Las cataratas del Iguazú cayendo sobre la selva con niebla ascendente y un arcoíris sobre el agua

Américas

Cataratas del Iguazú

"Parado en la Garganta del Diablo, entendí por qué Eleanor Roosevelt dijo «pobre Niágara»."

Escuché las cataratas antes de verlas. Caminando por la pasarela de madera del lado argentino, hay un retumbo sordo que va creciendo durante unos diez minutos — un sonido a mitad de camino entre un trueno y un motor en marcha — antes de que la primera cortina de agua aparezca entre los árboles. Nada te prepara para la escala. El Iguazú no es una sola catarata. Son 275 saltos distribuidos a lo largo de casi tres kilómetros del río Iguazú, y cuando finalmente llegás a la Garganta del Diablo y te asomás sobre ese hervidero de agua blanca y spray, el cerebro se niega brevemente a procesar lo que está viendo. Me empapé hasta los huesos parado en esa pasarela, la cámara inútilmente empañada, y no me moví durante veinte minutos.

Los dos países ofrecen experiencias genuinamente distintas, y visitar ambos no es opcional — es obligatorio. Argentina te mete dentro de las cataratas: las pasarelas elevadas del parque nacional te ponen cara a cara con cada salto, lo suficientemente cerca como para sentir el desplazamiento del aire. Brasil te da el panorama: el mirador de Foz do Iguaçu muestra el arco completo del sistema de un solo vistazo, el tipo de imagen que le da sentido a la geografía. Crucé la frontera en taxi el segundo día, y el contraste fue inmediato. Del lado argentino, perdés la perspectiva de la mejor manera posible. Del lado brasileño, la recuperás. Necesitás los dos.

El pueblo de Puerto Iguazú es intrascendente de esa manera agradable que tienen los pueblos de servicio construidos alrededor de una sola atracción — algunos buenos restaurantes sobre el malecón, una Quilmes fría al atardecer, la sorprendentemente buena chipa de los puestos callejeros cerca de la terminal de ómnibus. Comé en El Quincho del Tío Querido si es tu última noche y querés algo que se sienta argentino de verdad. Pedí el surubí — el pescado de río local — porque estás sobre el río Iguazú y tenés que comer lo que hay en él.

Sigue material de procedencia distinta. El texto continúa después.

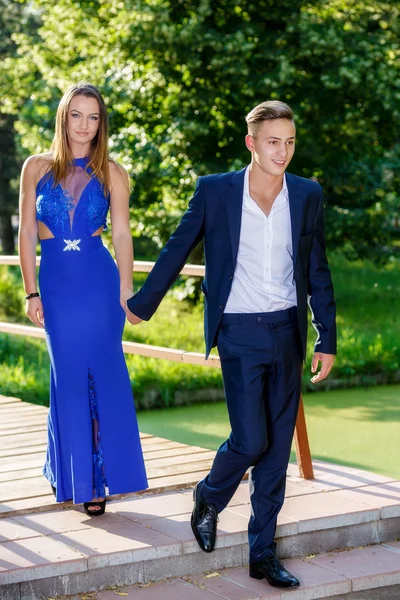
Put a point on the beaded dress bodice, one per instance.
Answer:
(76, 207)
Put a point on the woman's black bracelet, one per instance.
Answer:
(33, 295)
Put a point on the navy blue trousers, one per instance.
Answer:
(261, 361)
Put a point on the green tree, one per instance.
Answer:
(180, 76)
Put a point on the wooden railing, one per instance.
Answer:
(194, 358)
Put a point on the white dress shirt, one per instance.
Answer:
(263, 279)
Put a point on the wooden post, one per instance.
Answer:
(302, 445)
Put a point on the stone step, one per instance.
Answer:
(148, 538)
(369, 573)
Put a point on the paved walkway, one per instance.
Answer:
(23, 438)
(373, 570)
(148, 538)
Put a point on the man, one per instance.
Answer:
(264, 247)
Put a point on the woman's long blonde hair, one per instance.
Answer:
(61, 152)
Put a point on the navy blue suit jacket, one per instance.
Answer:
(214, 215)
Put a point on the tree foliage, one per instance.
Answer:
(179, 77)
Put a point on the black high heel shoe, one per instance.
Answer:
(95, 513)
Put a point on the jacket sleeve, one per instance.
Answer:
(320, 288)
(172, 258)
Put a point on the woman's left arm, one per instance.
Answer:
(120, 229)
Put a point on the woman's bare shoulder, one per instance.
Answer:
(118, 173)
(37, 165)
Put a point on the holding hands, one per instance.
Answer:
(34, 310)
(124, 296)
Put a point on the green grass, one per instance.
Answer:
(368, 299)
(359, 428)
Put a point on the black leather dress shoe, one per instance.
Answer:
(271, 569)
(204, 521)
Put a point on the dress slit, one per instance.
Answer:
(99, 479)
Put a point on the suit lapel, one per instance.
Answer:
(296, 205)
(234, 203)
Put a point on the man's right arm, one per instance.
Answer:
(172, 258)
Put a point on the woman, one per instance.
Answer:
(93, 438)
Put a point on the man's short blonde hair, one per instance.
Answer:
(267, 111)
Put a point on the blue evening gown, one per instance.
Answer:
(93, 437)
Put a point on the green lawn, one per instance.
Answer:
(359, 428)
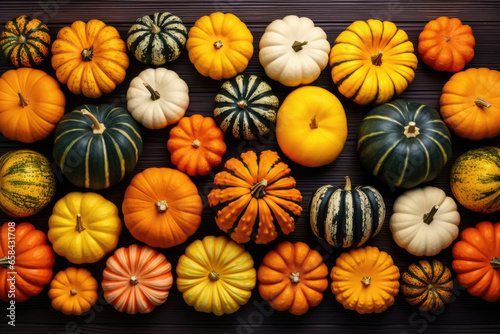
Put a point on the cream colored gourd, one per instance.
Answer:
(157, 98)
(293, 51)
(424, 221)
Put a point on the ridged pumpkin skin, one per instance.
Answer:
(365, 280)
(293, 277)
(73, 291)
(474, 179)
(25, 41)
(90, 58)
(470, 103)
(31, 104)
(476, 259)
(162, 207)
(446, 44)
(215, 275)
(34, 259)
(255, 198)
(27, 183)
(220, 45)
(136, 279)
(372, 62)
(246, 107)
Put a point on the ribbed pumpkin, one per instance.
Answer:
(346, 217)
(25, 41)
(156, 39)
(96, 146)
(246, 107)
(27, 183)
(403, 144)
(255, 198)
(372, 61)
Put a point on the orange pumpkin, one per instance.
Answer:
(196, 145)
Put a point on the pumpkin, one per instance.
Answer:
(476, 260)
(311, 128)
(474, 179)
(25, 41)
(215, 275)
(446, 44)
(27, 183)
(470, 103)
(96, 146)
(255, 198)
(424, 221)
(196, 145)
(90, 58)
(84, 227)
(31, 104)
(365, 280)
(136, 279)
(346, 217)
(219, 45)
(73, 291)
(403, 144)
(293, 51)
(293, 277)
(246, 107)
(372, 62)
(157, 39)
(162, 207)
(427, 285)
(26, 257)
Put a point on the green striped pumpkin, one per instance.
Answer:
(27, 183)
(157, 39)
(96, 146)
(246, 107)
(403, 144)
(346, 217)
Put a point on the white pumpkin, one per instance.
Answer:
(157, 98)
(293, 51)
(424, 221)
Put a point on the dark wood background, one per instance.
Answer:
(466, 314)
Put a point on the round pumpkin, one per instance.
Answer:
(372, 61)
(246, 107)
(215, 275)
(162, 207)
(136, 279)
(25, 41)
(403, 144)
(27, 183)
(156, 39)
(219, 45)
(255, 198)
(96, 146)
(26, 257)
(292, 277)
(90, 58)
(311, 127)
(346, 217)
(31, 104)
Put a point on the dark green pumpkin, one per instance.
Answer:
(246, 107)
(346, 217)
(157, 39)
(96, 146)
(404, 144)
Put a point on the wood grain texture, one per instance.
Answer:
(466, 314)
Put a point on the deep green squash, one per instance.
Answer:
(346, 217)
(403, 144)
(246, 107)
(157, 39)
(96, 146)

Cuándo ir: De agosto a octubre es el punto óptimo — los niveles del agua son altos por el derrame de la temporada de lluvias, la afluencia de turistas es menor que en el pico de las vacaciones de verano, y el calor es soportable. Evitá enero y febrero si podés: la humedad es aplastante y las pasarelas están abarrotadas. De noviembre a marzo hay el mayor volumen de agua, pero también la mayor cantidad de lluvia, lo que lleva la situación de niebla a un nivel verdaderamente extremo.

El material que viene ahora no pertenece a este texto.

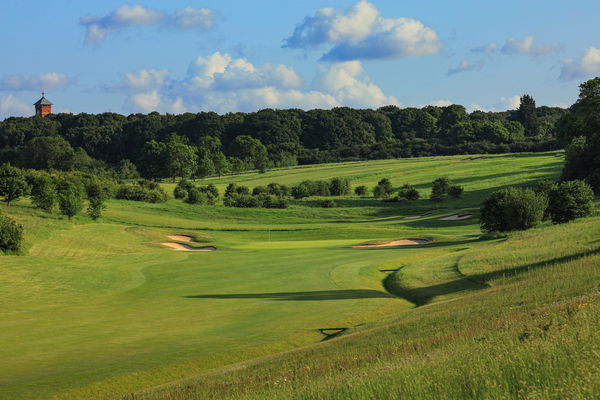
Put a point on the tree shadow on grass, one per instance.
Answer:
(424, 295)
(320, 295)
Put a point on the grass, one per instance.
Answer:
(101, 310)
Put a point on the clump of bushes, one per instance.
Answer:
(408, 192)
(442, 188)
(361, 190)
(333, 187)
(383, 190)
(512, 209)
(144, 190)
(328, 203)
(570, 200)
(11, 235)
(262, 196)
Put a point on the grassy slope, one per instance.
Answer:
(95, 310)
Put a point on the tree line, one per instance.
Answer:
(190, 145)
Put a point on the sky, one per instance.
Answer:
(226, 56)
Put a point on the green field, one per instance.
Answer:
(98, 310)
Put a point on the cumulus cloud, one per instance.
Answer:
(222, 83)
(51, 80)
(585, 67)
(465, 66)
(361, 33)
(527, 46)
(97, 28)
(486, 48)
(10, 106)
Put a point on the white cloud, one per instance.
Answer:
(345, 82)
(97, 28)
(486, 48)
(194, 18)
(10, 106)
(527, 46)
(222, 83)
(51, 80)
(361, 33)
(465, 66)
(587, 66)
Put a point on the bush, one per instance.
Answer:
(361, 190)
(570, 200)
(408, 192)
(383, 190)
(455, 191)
(141, 192)
(339, 187)
(327, 203)
(11, 235)
(512, 209)
(440, 188)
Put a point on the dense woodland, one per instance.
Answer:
(156, 146)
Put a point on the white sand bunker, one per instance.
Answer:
(185, 247)
(418, 216)
(397, 242)
(456, 217)
(182, 238)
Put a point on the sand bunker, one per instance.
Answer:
(456, 217)
(418, 216)
(185, 247)
(398, 242)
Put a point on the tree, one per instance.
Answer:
(512, 209)
(527, 115)
(43, 193)
(361, 190)
(70, 198)
(570, 200)
(96, 196)
(440, 188)
(11, 235)
(12, 183)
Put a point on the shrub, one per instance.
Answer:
(455, 191)
(339, 187)
(361, 190)
(11, 235)
(408, 192)
(440, 188)
(383, 190)
(327, 203)
(512, 209)
(570, 200)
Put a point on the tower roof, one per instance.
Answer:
(43, 102)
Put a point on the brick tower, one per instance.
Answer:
(43, 107)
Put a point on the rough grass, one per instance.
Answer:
(99, 310)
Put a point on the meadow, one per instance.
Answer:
(98, 310)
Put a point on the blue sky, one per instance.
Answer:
(176, 56)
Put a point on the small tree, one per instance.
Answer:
(70, 198)
(383, 190)
(96, 196)
(512, 209)
(455, 191)
(43, 193)
(11, 235)
(570, 200)
(440, 188)
(408, 192)
(361, 190)
(12, 183)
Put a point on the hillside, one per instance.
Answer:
(100, 310)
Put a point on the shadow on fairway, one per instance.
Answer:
(302, 296)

Lo que la mayoría de las guías no entienden: Subestiman lo físico que es el recorrido. El lado argentino solo ya implica varios kilómetros de caminata entre los distintos circuitos, muchas veces con sol pleno y alta humedad. La mayoría de los turistas hace el Circuito Superior, el Inferior y la Garganta del Diablo en un solo día y vuelven agotados. Dividilo en dos días. Andá a la Garganta del Diablo a primera hora de la mañana, cuando la luz toca la niebla y los grupos de tour todavía no llegaron. Las cataratas van a seguir ahí después del almuerzo.